I write this as I travel with my family along the beautiful BC highway. I love driving, but even more I love being a passenger….when I can reflect, meditate and ‘breathe in’ the lush green forest surrounding us, marvel at the grandiose mountains holding us nestled safely in their lap, take in the pristine lakes, calm, blue and cool…filled with life…all of nature symbiotically breathing in perfect unison and harmony. Truly amazing.
Traveling along this highway of life grants me the perfect opportunity to practice full presence…to deepen my breath in unison with the calm and peaceful surroundings. I am a tree, strong and flexible with deep roots and far-reaching branches toward the heavens.
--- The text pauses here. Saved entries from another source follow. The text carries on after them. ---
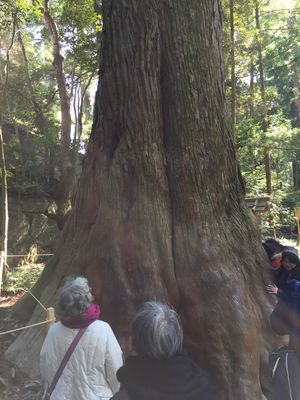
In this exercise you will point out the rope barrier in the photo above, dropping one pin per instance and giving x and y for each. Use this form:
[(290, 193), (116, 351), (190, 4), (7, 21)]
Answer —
[(28, 291), (26, 255), (27, 327)]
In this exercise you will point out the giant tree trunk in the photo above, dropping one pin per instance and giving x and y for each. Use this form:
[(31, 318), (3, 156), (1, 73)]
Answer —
[(159, 212)]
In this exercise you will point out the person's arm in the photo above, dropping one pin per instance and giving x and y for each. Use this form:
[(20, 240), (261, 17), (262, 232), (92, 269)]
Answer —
[(113, 360), (121, 395), (272, 289), (46, 363)]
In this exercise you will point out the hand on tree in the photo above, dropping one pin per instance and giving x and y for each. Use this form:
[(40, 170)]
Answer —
[(272, 289)]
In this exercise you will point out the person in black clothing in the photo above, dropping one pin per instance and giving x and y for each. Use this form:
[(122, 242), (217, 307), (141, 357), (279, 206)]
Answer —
[(160, 370), (290, 269)]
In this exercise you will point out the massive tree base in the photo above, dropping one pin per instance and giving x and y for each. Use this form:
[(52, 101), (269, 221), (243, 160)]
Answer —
[(159, 212)]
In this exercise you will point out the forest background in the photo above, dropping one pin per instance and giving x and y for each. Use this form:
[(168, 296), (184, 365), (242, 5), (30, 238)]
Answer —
[(48, 78)]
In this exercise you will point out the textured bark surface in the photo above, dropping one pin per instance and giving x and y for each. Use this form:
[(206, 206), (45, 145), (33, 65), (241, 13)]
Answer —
[(159, 212)]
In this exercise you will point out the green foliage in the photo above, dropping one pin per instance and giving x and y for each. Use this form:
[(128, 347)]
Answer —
[(279, 38), (31, 110), (22, 278)]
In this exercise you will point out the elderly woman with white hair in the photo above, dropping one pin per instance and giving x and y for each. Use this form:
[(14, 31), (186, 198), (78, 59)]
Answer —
[(160, 370), (80, 355)]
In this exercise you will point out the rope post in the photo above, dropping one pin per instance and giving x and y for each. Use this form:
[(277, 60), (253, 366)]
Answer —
[(50, 316)]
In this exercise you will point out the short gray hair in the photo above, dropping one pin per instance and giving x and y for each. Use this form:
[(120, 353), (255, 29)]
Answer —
[(157, 331), (73, 298)]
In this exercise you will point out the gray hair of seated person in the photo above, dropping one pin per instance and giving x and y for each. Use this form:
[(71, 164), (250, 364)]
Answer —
[(73, 298), (157, 331)]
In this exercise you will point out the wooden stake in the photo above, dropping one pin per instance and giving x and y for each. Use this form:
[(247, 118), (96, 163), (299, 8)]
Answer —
[(50, 316)]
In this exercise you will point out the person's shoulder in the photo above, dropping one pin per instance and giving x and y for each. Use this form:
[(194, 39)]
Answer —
[(122, 394), (102, 326)]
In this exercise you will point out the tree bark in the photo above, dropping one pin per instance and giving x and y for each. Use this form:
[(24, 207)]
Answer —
[(159, 213), (4, 209)]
My green leaves soak up the energy and nourishment of the sun and the rain. I am the ripple in the pristine lake, cool and flowing in harmony with the sea of life. I am the enormous mountain solid and sure, a wise old soul with new life sprouting forth every day; simply by my presence I support and encourage new growth and whole communities of life… here for the purpose of supporting and loving one another through the growing pains. I am the vast blue sky, expansive and all-encompassing, and the fluffy white cloud floating by without a care in the world. As I breathe it all in, I allow life itself to penetrate deep into my core igniting each of my cells, infusing my body with life and with love. I pause and ask myself Eckhart Tolle’s presencing question, “ I wonder what my next thought will be?” then I hold the space for long as possible, allowing myself to simply BE, here, now.
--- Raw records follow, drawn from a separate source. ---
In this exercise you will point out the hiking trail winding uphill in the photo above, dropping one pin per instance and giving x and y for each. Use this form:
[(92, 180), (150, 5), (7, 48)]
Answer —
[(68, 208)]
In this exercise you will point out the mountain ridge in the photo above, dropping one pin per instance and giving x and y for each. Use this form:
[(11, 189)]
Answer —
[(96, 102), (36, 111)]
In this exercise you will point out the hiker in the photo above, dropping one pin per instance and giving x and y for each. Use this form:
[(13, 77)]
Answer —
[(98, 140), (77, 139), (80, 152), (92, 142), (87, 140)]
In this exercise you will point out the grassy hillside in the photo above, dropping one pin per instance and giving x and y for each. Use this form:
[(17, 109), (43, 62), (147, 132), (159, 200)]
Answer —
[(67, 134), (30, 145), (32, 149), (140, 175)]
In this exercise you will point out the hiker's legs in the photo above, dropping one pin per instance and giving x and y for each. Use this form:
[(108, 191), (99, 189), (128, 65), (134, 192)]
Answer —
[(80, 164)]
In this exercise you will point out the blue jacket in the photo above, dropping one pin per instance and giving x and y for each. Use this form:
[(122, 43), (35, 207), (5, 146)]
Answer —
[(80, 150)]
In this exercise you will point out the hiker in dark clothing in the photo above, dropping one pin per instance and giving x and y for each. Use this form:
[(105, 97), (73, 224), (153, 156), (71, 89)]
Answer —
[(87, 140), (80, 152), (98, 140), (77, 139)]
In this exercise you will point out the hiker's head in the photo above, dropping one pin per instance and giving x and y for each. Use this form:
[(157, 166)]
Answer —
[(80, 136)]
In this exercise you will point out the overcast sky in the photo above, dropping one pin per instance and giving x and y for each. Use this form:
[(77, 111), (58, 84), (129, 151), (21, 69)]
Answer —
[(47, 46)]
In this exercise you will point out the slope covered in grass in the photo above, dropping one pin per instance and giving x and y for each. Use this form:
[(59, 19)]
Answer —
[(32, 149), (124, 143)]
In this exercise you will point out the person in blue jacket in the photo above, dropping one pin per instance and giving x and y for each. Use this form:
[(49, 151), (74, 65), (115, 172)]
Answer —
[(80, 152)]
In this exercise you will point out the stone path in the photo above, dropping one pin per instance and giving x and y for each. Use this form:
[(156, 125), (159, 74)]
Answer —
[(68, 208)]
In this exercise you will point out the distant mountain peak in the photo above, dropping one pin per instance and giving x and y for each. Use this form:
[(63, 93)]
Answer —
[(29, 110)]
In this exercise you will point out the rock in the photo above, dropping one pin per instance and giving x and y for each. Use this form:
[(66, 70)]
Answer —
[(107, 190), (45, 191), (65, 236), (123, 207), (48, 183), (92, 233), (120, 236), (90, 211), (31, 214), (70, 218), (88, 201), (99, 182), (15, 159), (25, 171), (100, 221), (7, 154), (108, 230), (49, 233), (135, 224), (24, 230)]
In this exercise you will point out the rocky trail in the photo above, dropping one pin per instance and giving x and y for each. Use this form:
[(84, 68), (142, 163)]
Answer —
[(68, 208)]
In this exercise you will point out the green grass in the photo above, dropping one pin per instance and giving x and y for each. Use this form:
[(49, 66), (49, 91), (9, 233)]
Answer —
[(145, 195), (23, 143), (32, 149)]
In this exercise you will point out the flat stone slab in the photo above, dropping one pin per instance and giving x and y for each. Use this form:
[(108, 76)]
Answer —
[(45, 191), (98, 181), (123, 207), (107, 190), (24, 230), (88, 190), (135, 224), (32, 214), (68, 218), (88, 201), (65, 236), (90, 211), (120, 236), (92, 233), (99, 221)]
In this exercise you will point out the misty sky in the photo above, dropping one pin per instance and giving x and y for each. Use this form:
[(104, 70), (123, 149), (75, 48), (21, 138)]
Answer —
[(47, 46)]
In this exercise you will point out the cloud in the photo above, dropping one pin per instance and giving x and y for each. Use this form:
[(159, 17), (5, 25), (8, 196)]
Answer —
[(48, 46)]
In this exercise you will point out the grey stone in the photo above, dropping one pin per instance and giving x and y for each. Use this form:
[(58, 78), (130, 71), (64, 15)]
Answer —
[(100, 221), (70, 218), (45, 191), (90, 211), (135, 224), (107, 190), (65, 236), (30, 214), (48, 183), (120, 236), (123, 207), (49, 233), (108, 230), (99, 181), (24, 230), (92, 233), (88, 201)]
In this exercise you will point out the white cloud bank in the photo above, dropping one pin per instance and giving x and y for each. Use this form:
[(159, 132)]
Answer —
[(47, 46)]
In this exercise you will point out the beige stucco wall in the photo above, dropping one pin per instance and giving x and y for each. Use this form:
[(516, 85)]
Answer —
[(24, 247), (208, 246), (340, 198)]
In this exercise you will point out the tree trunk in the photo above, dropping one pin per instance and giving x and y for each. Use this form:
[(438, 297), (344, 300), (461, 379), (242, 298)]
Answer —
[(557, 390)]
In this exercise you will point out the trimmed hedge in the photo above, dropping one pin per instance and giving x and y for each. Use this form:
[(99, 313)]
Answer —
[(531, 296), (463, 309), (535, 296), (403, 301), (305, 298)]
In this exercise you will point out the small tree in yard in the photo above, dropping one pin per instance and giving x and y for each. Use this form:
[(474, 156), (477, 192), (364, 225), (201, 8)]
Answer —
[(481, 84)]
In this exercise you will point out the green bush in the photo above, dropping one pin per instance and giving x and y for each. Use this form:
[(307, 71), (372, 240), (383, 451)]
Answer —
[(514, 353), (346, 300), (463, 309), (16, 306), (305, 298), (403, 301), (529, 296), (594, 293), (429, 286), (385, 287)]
My peace is suddenly interrupted. My three kids are apparently in need of a break and getting rather excitable in the back; I won’t let it phase me. I can hear them teasing one another, feelings getting hurt and I listen in, curious about whether or not they will sort it out or if I will be called to intervene. Their voices elevate and I breathe audibly and remind myself, “They can handle this.” Miraculously…they do. I feel great Love and Gratitude….All is well.